Because there were very few studies evaluating programs with dietary and another (non-physical activity) component, or physical activity and another (non-dietary) component, we collapsed all programs that were not DSME into a “lifestyle” category which largely contained programs focusing on diet and physical activity.

Community Health Setting

A clinical practice setting with the primary purpose of providing health care to community-dwelling individuals (i.e., not hospital inpatients).
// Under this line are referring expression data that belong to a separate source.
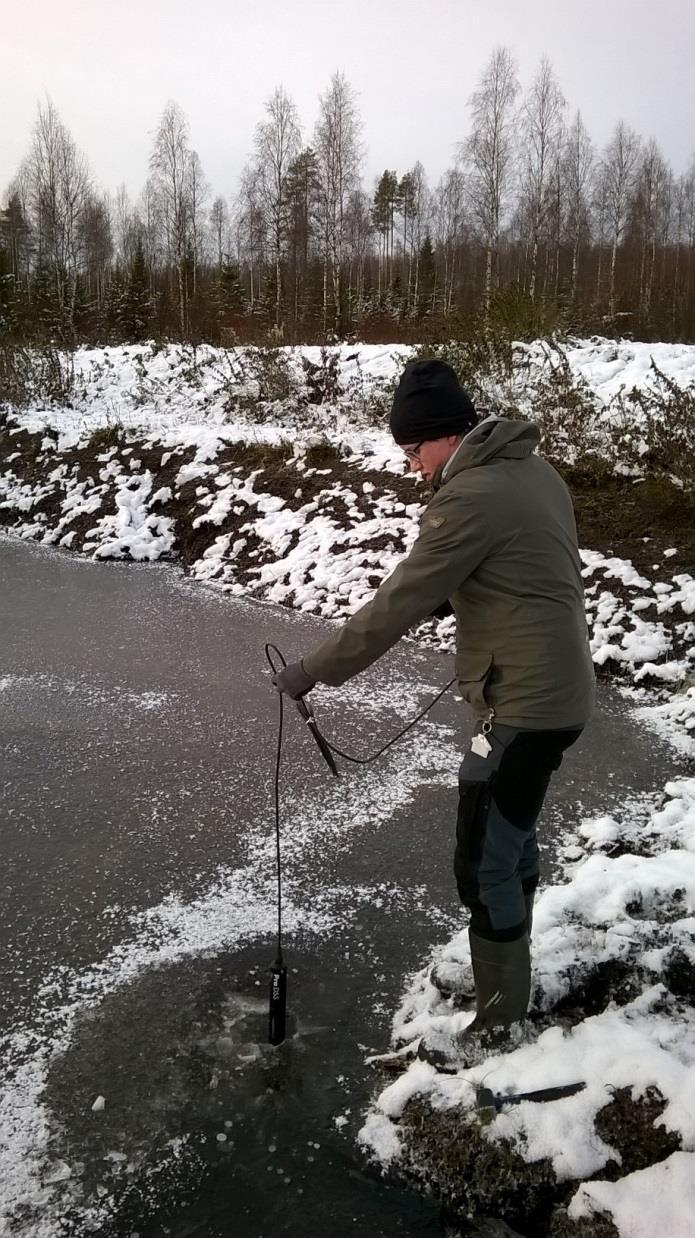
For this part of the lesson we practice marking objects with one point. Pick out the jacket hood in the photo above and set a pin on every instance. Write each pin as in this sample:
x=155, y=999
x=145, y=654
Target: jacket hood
x=492, y=438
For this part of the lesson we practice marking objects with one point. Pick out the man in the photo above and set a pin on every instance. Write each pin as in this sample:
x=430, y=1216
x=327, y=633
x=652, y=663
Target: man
x=498, y=539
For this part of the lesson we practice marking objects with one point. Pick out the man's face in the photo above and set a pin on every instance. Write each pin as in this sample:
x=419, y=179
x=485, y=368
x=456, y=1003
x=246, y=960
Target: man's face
x=426, y=457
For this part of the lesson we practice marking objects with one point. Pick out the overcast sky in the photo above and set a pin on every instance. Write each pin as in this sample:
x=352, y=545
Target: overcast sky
x=110, y=67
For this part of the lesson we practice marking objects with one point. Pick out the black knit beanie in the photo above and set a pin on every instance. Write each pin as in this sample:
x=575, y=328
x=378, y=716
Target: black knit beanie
x=430, y=402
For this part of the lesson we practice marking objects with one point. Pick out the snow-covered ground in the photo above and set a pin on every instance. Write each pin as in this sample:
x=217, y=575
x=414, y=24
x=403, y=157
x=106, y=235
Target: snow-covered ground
x=321, y=544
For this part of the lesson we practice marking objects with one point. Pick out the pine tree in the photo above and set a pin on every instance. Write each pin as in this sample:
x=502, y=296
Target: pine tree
x=135, y=308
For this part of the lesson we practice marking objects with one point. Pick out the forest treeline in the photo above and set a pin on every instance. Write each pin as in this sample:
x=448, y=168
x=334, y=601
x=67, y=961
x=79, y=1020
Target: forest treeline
x=530, y=230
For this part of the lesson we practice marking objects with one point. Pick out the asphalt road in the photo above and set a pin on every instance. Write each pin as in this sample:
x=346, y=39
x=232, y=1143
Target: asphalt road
x=138, y=734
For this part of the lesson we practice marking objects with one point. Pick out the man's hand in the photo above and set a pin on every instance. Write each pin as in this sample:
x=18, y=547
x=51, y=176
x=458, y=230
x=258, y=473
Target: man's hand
x=294, y=681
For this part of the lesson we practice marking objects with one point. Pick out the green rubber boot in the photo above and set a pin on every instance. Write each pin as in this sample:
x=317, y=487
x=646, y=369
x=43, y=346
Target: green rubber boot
x=528, y=900
x=502, y=973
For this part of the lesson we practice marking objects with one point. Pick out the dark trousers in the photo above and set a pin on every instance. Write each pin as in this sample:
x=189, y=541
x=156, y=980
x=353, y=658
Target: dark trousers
x=499, y=800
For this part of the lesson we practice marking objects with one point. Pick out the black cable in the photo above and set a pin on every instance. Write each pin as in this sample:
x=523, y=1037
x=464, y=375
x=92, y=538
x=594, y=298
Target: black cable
x=278, y=1004
x=278, y=971
x=364, y=760
x=278, y=759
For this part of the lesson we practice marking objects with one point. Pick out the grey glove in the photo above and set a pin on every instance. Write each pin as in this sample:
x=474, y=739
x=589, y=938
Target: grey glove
x=294, y=681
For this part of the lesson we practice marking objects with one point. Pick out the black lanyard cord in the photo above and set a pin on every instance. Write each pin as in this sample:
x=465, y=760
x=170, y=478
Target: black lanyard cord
x=279, y=972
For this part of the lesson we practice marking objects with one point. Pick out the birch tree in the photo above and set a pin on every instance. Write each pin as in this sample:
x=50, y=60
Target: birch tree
x=276, y=145
x=618, y=167
x=58, y=185
x=170, y=170
x=577, y=166
x=488, y=154
x=542, y=126
x=338, y=157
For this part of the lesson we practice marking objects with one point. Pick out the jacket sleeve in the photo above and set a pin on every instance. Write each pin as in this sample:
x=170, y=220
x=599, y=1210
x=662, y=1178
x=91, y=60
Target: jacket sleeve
x=454, y=540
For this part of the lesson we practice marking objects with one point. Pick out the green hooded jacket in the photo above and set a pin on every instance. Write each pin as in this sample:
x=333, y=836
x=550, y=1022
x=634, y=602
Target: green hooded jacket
x=498, y=539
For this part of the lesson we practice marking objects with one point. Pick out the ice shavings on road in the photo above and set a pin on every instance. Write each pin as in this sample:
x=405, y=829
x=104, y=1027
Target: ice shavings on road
x=613, y=947
x=41, y=1192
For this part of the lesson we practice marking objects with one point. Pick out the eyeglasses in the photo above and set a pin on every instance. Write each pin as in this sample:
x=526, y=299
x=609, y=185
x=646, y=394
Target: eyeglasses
x=413, y=453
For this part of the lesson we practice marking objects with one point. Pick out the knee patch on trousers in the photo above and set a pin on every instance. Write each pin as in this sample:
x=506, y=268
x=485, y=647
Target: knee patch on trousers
x=524, y=773
x=473, y=805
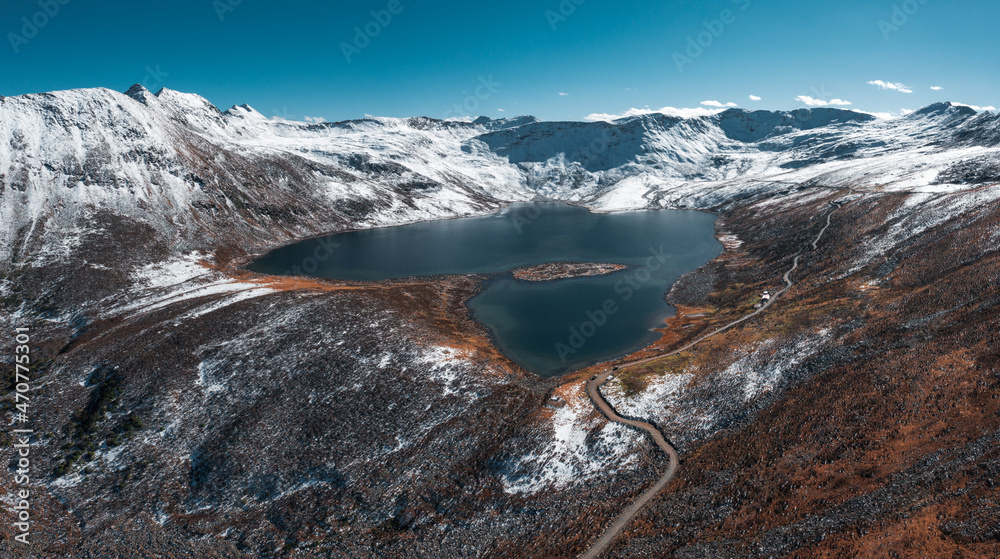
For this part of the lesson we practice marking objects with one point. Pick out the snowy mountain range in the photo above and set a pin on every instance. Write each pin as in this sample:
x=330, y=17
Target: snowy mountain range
x=201, y=177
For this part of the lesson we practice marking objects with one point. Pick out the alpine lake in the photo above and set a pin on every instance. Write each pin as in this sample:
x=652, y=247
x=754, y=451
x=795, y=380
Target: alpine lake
x=549, y=327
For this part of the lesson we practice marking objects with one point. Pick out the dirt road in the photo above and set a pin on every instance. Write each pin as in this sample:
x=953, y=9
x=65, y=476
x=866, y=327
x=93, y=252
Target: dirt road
x=593, y=390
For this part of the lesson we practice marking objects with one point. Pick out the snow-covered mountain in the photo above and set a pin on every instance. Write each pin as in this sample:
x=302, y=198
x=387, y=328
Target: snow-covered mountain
x=202, y=178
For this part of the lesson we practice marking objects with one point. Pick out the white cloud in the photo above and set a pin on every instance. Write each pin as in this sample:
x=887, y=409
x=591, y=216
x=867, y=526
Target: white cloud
x=718, y=104
x=977, y=107
x=669, y=111
x=891, y=86
x=813, y=102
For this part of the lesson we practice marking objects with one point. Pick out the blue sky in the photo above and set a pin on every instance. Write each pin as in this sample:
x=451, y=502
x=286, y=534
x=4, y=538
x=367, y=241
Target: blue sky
x=556, y=59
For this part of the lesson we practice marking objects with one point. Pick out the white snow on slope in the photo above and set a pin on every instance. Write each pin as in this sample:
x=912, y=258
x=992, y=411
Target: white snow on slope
x=569, y=459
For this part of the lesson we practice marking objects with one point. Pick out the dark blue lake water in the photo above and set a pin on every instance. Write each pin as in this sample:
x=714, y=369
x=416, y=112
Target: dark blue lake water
x=549, y=328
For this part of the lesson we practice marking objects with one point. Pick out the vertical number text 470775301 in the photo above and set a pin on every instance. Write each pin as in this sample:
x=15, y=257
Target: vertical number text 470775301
x=22, y=435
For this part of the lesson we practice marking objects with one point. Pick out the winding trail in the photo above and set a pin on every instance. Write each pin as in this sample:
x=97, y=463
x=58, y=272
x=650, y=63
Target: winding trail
x=593, y=390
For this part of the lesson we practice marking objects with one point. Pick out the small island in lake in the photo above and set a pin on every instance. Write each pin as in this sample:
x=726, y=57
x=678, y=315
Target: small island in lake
x=565, y=270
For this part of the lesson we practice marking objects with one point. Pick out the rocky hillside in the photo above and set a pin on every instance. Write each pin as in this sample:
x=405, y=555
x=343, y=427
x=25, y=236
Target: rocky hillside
x=183, y=404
Community health settings include ambulatory care clinics, outpatient clinics, primary care clinics, family physician clinics, and federally qualified health centers (i.e., Community Health Centers and Rural Health Centers). Programs that will be excluded are those delivered in inpatient settings and those offered in the community but without a link to a health clinic or center.

Comparators

Usual (or Routine/Standard) Care

These consist of usual medical management of study participants, whether this was provided by the study investigators or other health care professionals; because medical care is so diverse, these groups could receive a minimally intense intervention such as provision of pamphlets or one individual session with an educator. Interventions which are very minimal (e.g. delivery of pamphlets) will be included in this category.

Active Comparator

Controls that were beyond usual care but not meeting our operational definition of a behavioral program were considered active controls (e.g., stand-alone dietary intervention, basic education program of short duration or not including behavioral approaches).

Other Intervention

Anything that meets our definition of behavioral health program will be categorized as an intervention.